An object is dropped from a height h and strikes the ground with a velocity v. If the object is dropped from a height of 2h, which of the following represents its velocity when it strikes the ground?

A) v

B) 1.4v

C) 2v

D) 4v

The solution says to use the equation, v = sqrt (2gh). I'm really confused on where this equation comes from for this problem and am not quite sure how to apply it. Any help is appreciated, thanks so much!

 

[premed1001]

this is part of the 5 translational motion equations that you must memorize

Vfinal^2=Vinitial^2 + A2D

plug in Height into D vs plug in 2*height into D and then solve for V. You will see.

V initial is 0 since it is being dropped

A is 9.8 AKA 10

 

[WolfofSDN]

No, there

this is part of the 5 translational motion equations that you must memorize

Vfinal^2=Vinitial^2 + A2D

plug in Height into D vs plug in 2*height into D and then solve for V. You will see.

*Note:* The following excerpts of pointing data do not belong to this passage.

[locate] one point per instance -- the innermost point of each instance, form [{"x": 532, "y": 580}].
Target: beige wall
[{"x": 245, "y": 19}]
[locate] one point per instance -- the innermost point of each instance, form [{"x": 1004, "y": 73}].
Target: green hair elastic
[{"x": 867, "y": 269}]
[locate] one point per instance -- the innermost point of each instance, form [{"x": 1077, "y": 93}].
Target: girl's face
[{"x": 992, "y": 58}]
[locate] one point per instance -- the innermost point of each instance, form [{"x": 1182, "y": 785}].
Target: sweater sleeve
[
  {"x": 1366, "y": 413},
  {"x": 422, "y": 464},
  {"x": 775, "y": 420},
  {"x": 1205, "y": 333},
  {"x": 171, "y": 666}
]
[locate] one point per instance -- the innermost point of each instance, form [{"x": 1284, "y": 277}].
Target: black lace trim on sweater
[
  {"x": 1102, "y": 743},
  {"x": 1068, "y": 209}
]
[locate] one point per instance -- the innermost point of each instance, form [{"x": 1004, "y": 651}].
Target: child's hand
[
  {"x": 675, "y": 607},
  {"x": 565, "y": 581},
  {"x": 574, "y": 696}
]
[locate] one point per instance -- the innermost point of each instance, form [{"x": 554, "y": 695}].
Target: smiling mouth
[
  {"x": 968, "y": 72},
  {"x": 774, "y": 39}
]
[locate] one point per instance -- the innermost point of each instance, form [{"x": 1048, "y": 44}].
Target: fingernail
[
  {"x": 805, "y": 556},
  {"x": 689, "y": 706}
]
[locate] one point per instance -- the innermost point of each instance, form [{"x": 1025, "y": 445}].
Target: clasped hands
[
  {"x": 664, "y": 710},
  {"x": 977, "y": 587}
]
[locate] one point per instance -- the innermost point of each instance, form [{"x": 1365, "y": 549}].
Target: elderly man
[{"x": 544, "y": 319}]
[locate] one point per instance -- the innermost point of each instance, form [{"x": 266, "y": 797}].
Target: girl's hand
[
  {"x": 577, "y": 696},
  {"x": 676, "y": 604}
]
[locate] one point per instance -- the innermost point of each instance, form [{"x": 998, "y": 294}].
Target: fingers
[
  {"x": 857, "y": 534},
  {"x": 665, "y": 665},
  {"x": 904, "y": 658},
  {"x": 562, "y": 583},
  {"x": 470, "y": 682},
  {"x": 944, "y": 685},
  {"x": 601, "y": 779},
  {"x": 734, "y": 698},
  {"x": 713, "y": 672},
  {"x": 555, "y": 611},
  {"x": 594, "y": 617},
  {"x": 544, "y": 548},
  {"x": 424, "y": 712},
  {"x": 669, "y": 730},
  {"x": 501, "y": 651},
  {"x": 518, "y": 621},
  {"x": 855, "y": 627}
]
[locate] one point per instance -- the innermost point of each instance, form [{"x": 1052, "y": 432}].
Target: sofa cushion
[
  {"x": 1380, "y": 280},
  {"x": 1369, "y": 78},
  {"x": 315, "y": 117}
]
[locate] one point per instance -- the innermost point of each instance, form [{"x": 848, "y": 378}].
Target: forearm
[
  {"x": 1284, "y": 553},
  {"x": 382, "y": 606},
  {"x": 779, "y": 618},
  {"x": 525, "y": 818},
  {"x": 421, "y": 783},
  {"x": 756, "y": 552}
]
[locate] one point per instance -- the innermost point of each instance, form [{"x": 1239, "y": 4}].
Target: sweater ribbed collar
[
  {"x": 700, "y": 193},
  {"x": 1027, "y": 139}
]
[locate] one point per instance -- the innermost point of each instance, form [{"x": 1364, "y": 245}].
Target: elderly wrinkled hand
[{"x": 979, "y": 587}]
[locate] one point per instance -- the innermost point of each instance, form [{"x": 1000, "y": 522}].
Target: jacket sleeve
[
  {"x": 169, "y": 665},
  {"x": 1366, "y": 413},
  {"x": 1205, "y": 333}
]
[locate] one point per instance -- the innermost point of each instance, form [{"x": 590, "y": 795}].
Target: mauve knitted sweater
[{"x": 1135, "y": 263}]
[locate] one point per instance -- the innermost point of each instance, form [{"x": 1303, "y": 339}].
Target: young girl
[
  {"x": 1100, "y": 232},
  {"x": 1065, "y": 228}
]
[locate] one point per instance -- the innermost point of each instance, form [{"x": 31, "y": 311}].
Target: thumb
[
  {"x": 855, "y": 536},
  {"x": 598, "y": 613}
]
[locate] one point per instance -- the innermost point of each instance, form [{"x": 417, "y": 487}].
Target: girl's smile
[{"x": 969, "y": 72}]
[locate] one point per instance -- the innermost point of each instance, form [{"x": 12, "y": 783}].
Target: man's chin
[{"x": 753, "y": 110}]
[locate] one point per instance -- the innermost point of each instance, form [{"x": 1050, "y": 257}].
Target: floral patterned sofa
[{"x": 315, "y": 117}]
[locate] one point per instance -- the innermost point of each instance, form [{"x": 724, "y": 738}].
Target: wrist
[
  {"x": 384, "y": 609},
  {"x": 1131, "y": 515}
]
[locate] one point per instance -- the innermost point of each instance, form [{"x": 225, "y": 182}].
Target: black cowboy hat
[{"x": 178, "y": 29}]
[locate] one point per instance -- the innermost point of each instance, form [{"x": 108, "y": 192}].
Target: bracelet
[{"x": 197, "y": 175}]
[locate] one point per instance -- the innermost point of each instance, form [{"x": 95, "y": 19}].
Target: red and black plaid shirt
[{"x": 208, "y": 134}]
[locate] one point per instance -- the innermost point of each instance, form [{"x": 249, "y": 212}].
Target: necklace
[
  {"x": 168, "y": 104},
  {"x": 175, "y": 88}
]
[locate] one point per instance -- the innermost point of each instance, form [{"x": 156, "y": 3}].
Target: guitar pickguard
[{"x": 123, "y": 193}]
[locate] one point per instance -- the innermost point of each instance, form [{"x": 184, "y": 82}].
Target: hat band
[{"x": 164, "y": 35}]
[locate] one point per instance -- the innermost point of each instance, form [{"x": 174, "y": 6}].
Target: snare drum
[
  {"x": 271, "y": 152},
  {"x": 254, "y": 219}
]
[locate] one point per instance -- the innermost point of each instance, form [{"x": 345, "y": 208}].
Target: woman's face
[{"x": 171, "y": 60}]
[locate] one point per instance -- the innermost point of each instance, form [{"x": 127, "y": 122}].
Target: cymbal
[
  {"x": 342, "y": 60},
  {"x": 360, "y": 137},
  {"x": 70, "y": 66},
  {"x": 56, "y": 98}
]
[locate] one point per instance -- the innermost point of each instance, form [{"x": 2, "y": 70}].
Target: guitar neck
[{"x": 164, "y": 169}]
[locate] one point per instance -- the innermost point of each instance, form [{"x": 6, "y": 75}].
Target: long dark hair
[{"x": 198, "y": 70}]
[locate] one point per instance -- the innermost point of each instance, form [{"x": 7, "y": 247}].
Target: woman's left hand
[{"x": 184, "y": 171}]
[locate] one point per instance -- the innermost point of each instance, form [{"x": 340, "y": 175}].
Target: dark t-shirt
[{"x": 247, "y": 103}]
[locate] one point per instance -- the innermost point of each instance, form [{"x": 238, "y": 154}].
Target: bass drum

V initial is 0 since it is being dropped

A is 9.8 AKA 10

No no no no no. This is way too long and complicated. Conservation of energy and a little intuition about proportions will take care of this problem. Who has time on the MCAT to write down one of the big 5 equations, plug everything in, then solve? hell no.

Here it is:
mgh = 1/2mv^2
Proportion:
h = v^2
so, when you double the height, you quadruple the velocity.

The answer is D, 4v

 

[dudewheresmymd]

No, there

No no no no no. This is way too long and complicated. Conservation of energy and a little intuition about proportions will take care of this problem. Who has time on the MCAT to write down one of the big 5 equations, plug everything in, then solve? hell no.

Here it is:
mgh = 1/2mv^2
Proportion:
h = v^2
so, when you double the height, you quadruple the velocity.

The answer is D, 4v

You made a math error.

OP, here is the solution to how they derive the sqrt gh:

Use energy conservation:

delta ke+deltape=delta ke+delta pe (delta KE is 0 on both sides even after doubling the height--> Key word is "dropped" meaning that the initial kinetic energy is 0), therefore set the potential energy of the object at the top = the kinetic energy of the object at the bottom of its fall (assuming no non conservative forces are acting, which is a valid assumption for this problem as they do not state otherwise)

mgh=1/2mv^2 (cross off m from both sidese)
gh=1/2v^2 (multiply both sides by 2)
2gh = v^2 (take square root of both sides)
sqrt (2gh) = v

Therefore, v (velocity) is directly proportional to sqroot of height.

If you double the height, the velocity increases by a factor of sqroot 2 or 1.41v. The correct answer is B.